A B-17 World War II Bomber Crashes In Connecticut And Leaves 7 Dead

(WAB NEWS) – Seven people died after a B-17 World War II bomber crashed while attempting to land at Bradley International Airport in Connecticut, authorities said.

The seven people were on the plane, said James Rovella, commissioner of the Department of Emergency Services and Public Protection, at a press conference Wednesday night.

Six other people on the plane survived. Rovella said he could not give the names of the victims because not all families have been notified.


Thirteen people in total, 10 passengers and three crew members, were on board when the Boeing B-17 Flying Fortress crashed at the end of a runway, authorities said. A person on the ground was injured, Rovella said.

Two firefighters were aboard the plane, said Simsbury Volunteer Fire Company deputy chief Kevin Kowalski previously. Kowalski did not provide the names of the firefighters or details about his condition.

The aircraft has a civil registry and was not controlled by the Army at the time of the accident, the Federal Aviation Administration (FAA) said.

The pilot requested authorization to return to the airport

The B-17 waited a few minutes for the turbulence of an earlier aircraft to clear before it was given authorization for takeoff, according to the FAA air traffic control audio recorded by the LiveATC.net website.

But shortly after takeoff, the pilot told the air traffic control: "N93012 would like to return to the field."

"What is the reason to return?" Asked the controller.

"You have engine number 4. We would like to go back and turn it off," said another pilot on the plane.

A pilot said he needed to land immediately and the control tower diverted other planes that were about to land, the recording says.

After the B-17 crashed at the end of a track, a cloud of black smoke emerged from the scene.

Jennifer Homendy, of the National Transportation Safety Board, said the plane hit the instrument landing system posts and swerved to the right. He crossed a grassy area and then a taxiway and continued to a defrosting facility.

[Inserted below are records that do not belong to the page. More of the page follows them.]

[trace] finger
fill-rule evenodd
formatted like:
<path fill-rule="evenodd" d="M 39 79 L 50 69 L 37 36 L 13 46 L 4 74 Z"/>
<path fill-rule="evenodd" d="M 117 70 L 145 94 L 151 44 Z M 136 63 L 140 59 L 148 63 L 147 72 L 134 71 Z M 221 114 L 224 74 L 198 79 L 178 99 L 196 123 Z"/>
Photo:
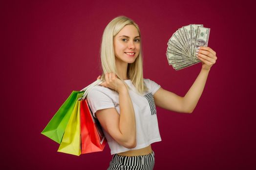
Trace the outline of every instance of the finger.
<path fill-rule="evenodd" d="M 211 52 L 210 52 L 209 51 L 207 51 L 199 50 L 198 51 L 197 51 L 196 52 L 197 52 L 198 53 L 201 53 L 201 54 L 204 54 L 204 55 L 207 55 L 208 57 L 211 57 L 212 58 L 215 58 L 215 55 L 213 54 Z"/>
<path fill-rule="evenodd" d="M 207 55 L 204 55 L 204 54 L 202 54 L 198 53 L 197 54 L 197 56 L 198 57 L 199 57 L 199 58 L 201 58 L 203 59 L 204 61 L 207 61 L 208 62 L 210 62 L 211 64 L 212 64 L 212 63 L 214 64 L 215 62 L 215 61 L 214 59 L 213 59 L 212 58 L 210 58 L 210 57 L 208 57 Z M 199 58 L 199 59 L 200 59 L 200 58 Z"/>
<path fill-rule="evenodd" d="M 108 80 L 110 81 L 112 81 L 112 73 L 110 73 L 108 74 Z"/>
<path fill-rule="evenodd" d="M 203 63 L 205 63 L 208 66 L 211 66 L 213 65 L 212 63 L 211 63 L 210 62 L 203 59 L 203 58 L 201 58 L 200 57 L 197 57 L 198 59 L 202 61 Z"/>
<path fill-rule="evenodd" d="M 113 73 L 112 74 L 112 79 L 113 80 L 114 80 L 114 79 L 115 79 L 116 77 L 116 74 L 115 74 L 115 73 Z"/>
<path fill-rule="evenodd" d="M 209 47 L 199 47 L 199 48 L 200 50 L 206 50 L 213 54 L 214 55 L 216 55 L 216 52 L 215 52 L 213 50 L 213 49 Z"/>
<path fill-rule="evenodd" d="M 105 80 L 107 84 L 108 83 L 108 82 L 109 82 L 108 80 L 108 73 L 105 74 Z"/>

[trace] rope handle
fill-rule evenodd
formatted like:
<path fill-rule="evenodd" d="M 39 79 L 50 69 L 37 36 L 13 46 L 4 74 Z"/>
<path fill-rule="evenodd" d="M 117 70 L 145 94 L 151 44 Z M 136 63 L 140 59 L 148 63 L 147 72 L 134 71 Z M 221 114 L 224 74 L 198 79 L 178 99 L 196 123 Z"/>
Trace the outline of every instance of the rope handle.
<path fill-rule="evenodd" d="M 82 90 L 81 90 L 80 91 L 84 91 L 85 92 L 84 93 L 84 94 L 83 95 L 83 96 L 82 97 L 80 98 L 79 99 L 78 99 L 78 100 L 85 100 L 85 99 L 86 98 L 87 95 L 88 94 L 88 93 L 89 93 L 89 92 L 92 89 L 92 87 L 93 87 L 94 86 L 95 86 L 96 85 L 99 85 L 101 84 L 102 83 L 103 83 L 103 82 L 102 82 L 102 79 L 98 79 L 96 81 L 95 81 L 95 82 L 94 82 L 92 83 L 91 83 L 91 84 L 90 84 L 88 85 L 87 85 L 86 87 L 85 87 L 83 89 L 82 89 Z"/>

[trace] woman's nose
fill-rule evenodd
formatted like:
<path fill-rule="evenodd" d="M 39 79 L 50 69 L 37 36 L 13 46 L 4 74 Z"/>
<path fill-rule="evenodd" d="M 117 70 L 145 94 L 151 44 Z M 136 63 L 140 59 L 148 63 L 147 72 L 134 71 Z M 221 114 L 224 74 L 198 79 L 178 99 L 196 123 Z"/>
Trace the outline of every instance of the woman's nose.
<path fill-rule="evenodd" d="M 130 42 L 129 43 L 128 45 L 128 48 L 129 48 L 129 49 L 134 49 L 134 47 L 135 47 L 135 46 L 134 46 L 134 43 L 133 41 Z"/>

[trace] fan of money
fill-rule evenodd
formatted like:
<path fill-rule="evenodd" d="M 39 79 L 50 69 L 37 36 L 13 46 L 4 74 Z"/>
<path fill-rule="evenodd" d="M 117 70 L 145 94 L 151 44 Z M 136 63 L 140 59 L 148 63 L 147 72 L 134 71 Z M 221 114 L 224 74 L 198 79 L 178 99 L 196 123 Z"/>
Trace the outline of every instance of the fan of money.
<path fill-rule="evenodd" d="M 168 41 L 166 56 L 169 65 L 176 70 L 201 62 L 195 56 L 197 48 L 207 47 L 210 28 L 202 24 L 190 24 L 175 32 Z"/>

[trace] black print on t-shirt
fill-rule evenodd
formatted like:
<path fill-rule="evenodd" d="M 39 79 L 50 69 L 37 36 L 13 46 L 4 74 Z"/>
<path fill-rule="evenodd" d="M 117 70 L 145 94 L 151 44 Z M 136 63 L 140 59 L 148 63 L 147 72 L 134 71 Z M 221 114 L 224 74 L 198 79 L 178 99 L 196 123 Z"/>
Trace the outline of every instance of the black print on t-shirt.
<path fill-rule="evenodd" d="M 152 93 L 150 92 L 144 95 L 144 97 L 147 99 L 149 103 L 149 104 L 151 115 L 156 114 L 156 109 L 155 108 L 155 104 L 153 98 Z"/>

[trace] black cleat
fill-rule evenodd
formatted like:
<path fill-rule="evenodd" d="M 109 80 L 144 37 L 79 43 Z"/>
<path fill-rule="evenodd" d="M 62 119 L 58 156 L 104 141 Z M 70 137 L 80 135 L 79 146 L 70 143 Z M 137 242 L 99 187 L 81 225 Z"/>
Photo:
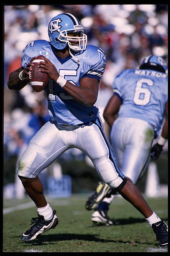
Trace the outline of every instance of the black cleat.
<path fill-rule="evenodd" d="M 26 242 L 33 240 L 38 235 L 51 228 L 55 228 L 58 223 L 58 218 L 55 215 L 56 212 L 55 210 L 53 210 L 52 218 L 49 220 L 45 220 L 43 216 L 38 214 L 38 217 L 32 218 L 30 225 L 35 224 L 23 234 L 21 237 L 22 240 Z"/>
<path fill-rule="evenodd" d="M 94 209 L 106 195 L 112 190 L 106 183 L 100 182 L 95 190 L 89 196 L 85 204 L 85 208 L 88 210 Z"/>
<path fill-rule="evenodd" d="M 158 241 L 159 245 L 162 248 L 168 248 L 168 225 L 161 220 L 152 224 L 152 227 L 156 234 L 156 240 Z"/>
<path fill-rule="evenodd" d="M 105 226 L 115 225 L 107 215 L 107 212 L 102 210 L 95 210 L 91 218 L 92 221 L 97 224 L 102 224 Z"/>

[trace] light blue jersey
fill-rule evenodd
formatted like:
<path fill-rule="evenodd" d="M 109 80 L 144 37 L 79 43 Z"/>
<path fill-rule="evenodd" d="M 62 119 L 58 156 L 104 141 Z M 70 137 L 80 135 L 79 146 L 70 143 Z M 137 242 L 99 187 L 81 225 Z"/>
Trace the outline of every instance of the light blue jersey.
<path fill-rule="evenodd" d="M 99 82 L 105 66 L 105 55 L 98 47 L 87 46 L 84 51 L 76 54 L 76 62 L 70 55 L 61 59 L 55 54 L 49 42 L 37 40 L 28 45 L 23 51 L 22 65 L 25 68 L 34 56 L 44 55 L 55 67 L 59 74 L 76 86 L 80 86 L 82 77 L 95 78 Z M 50 120 L 58 124 L 76 125 L 96 119 L 98 108 L 88 108 L 79 103 L 57 83 L 50 80 L 45 91 L 48 95 Z"/>
<path fill-rule="evenodd" d="M 118 117 L 147 121 L 153 127 L 156 138 L 168 101 L 168 75 L 150 69 L 125 69 L 115 79 L 112 88 L 122 103 Z"/>

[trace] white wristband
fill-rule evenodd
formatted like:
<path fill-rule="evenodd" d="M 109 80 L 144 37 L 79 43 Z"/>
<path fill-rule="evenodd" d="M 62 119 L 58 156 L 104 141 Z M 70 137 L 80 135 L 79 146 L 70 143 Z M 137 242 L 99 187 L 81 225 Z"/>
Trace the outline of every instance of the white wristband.
<path fill-rule="evenodd" d="M 25 79 L 27 78 L 26 77 L 22 77 L 23 71 L 23 70 L 22 70 L 22 71 L 21 71 L 20 74 L 19 74 L 19 78 L 20 78 L 20 80 L 25 80 Z"/>
<path fill-rule="evenodd" d="M 60 87 L 63 87 L 66 83 L 67 80 L 60 76 L 56 81 L 56 82 Z"/>
<path fill-rule="evenodd" d="M 158 140 L 157 143 L 160 145 L 161 145 L 161 146 L 163 146 L 165 143 L 166 140 L 167 139 L 165 139 L 163 138 L 163 137 L 162 137 L 162 136 L 161 136 Z"/>

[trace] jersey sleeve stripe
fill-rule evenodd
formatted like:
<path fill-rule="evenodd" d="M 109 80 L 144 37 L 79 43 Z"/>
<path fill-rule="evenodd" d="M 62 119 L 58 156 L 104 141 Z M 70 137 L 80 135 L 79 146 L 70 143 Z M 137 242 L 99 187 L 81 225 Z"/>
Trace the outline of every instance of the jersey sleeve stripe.
<path fill-rule="evenodd" d="M 119 100 L 120 100 L 121 103 L 122 104 L 123 102 L 123 100 L 122 97 L 120 96 L 120 95 L 115 92 L 114 92 L 114 94 L 116 95 L 119 98 Z"/>
<path fill-rule="evenodd" d="M 84 76 L 83 76 L 83 77 L 91 77 L 92 78 L 95 78 L 97 79 L 98 81 L 98 82 L 100 82 L 100 77 L 99 76 L 97 76 L 95 75 L 92 74 L 86 74 Z"/>

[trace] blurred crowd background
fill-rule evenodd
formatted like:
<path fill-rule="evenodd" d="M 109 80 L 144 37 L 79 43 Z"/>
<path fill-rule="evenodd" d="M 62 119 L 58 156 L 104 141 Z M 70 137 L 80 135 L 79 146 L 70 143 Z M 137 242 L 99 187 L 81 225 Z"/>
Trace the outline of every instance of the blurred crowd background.
<path fill-rule="evenodd" d="M 88 44 L 100 47 L 106 53 L 105 71 L 100 83 L 95 104 L 101 117 L 112 94 L 114 79 L 122 69 L 138 68 L 141 60 L 152 54 L 163 57 L 168 63 L 168 5 L 5 5 L 4 185 L 18 184 L 15 172 L 18 158 L 31 138 L 49 118 L 44 92 L 35 92 L 29 84 L 20 91 L 9 90 L 9 74 L 21 66 L 22 51 L 28 44 L 38 39 L 49 41 L 49 22 L 63 12 L 78 18 L 88 36 Z M 105 128 L 109 138 L 106 124 Z M 164 151 L 167 149 L 165 145 Z M 165 162 L 166 157 L 166 154 Z M 165 161 L 163 166 L 165 164 L 166 169 Z M 57 170 L 55 173 L 55 169 Z M 58 173 L 70 174 L 75 192 L 95 188 L 98 179 L 89 160 L 80 151 L 74 149 L 59 157 L 53 171 L 45 171 L 42 179 L 46 180 L 47 175 L 57 176 Z M 75 187 L 74 182 L 77 188 L 80 183 L 79 190 Z M 161 182 L 167 183 L 165 180 Z M 45 189 L 47 187 L 45 184 Z"/>

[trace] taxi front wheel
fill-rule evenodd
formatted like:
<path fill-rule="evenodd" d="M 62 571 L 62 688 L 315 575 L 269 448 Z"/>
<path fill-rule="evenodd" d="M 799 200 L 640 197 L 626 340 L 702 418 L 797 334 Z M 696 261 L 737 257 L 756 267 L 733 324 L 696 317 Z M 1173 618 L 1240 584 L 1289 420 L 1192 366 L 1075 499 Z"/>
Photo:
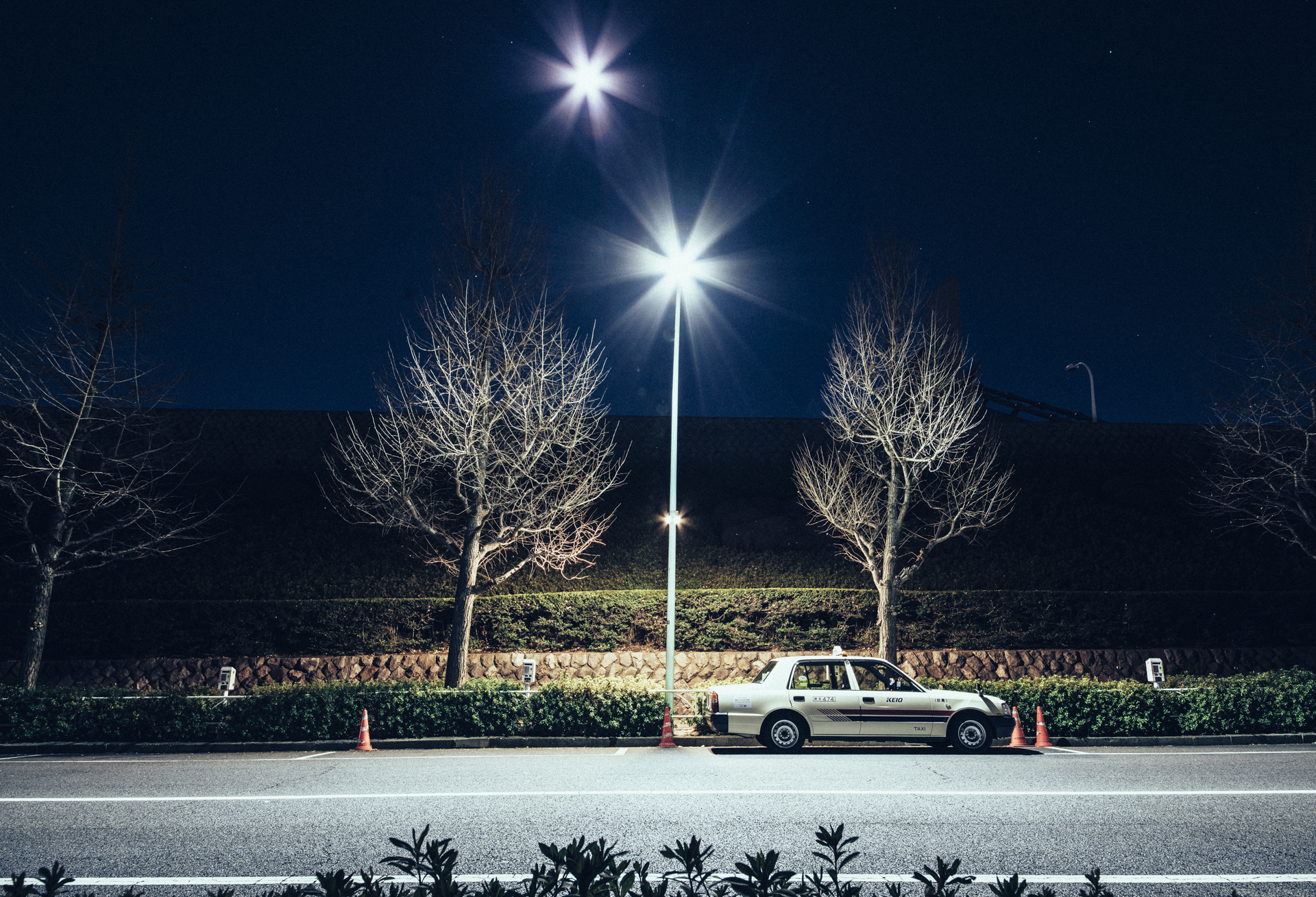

The state health department advised the public not to come in contact with the fire foam they may find on the Farmington River or its banks. He also advises against fishing in the river.

The Department of Energy and Environmental Protection was using barriers to contain foam and filtered fuel in the airport stream.

Whose plane was it?

The plane belonged to the Collings Foundation, according to the airport's Twitter account.

An event called “Wings of Freedom Tour,” with the B-17 and other planes, was scheduled for Thursday, the foundation said on its website.

Attendees can pay for various experiences aboard the exhibited airplanes, including flying on them, according to the website.

The Collings Foundation said it is "forever grateful for the heroic efforts of emergency services in Bradley."

"Our thoughts and prayers are with those who were on that flight," the foundation said in a statement to CNN.

"The Collings Foundation flight team is fully cooperating with the authorities to determine the cause of the B-17 Flying Fortress accident and will comment further when the details are known."

The foundation is a 40-year nonprofit educational organization that organizes and supports “events of 'living history' and the preservation, exhibition and interaction of historical artifacts that help Americans learn more about their heritage,” according to its site. Web.

Consider the Wings of Freedom Tour as a “main focus” of your efforts, says the site.

A Boeing B-17G Flying Fortress in a 1997 image. A similar plane crashed Wednesday in Connecticut.

While some 13,000 of these planes left the assembly line, only a handful of them continue to fly, usually for air shows and special events. These are the famous bombers who helped the Allies win World War II.

The airport is at Windsor Locks, about 24 miles north of Hartford. It reopened about three hours after the accident.

Holly Yan, Mirna Alsharif, Kristina Sgueglia, Phil Gast, Carma Hassan, Melanie Schuman, Evan Simko-Bednarski and Paul P. Murphy contributed to this report.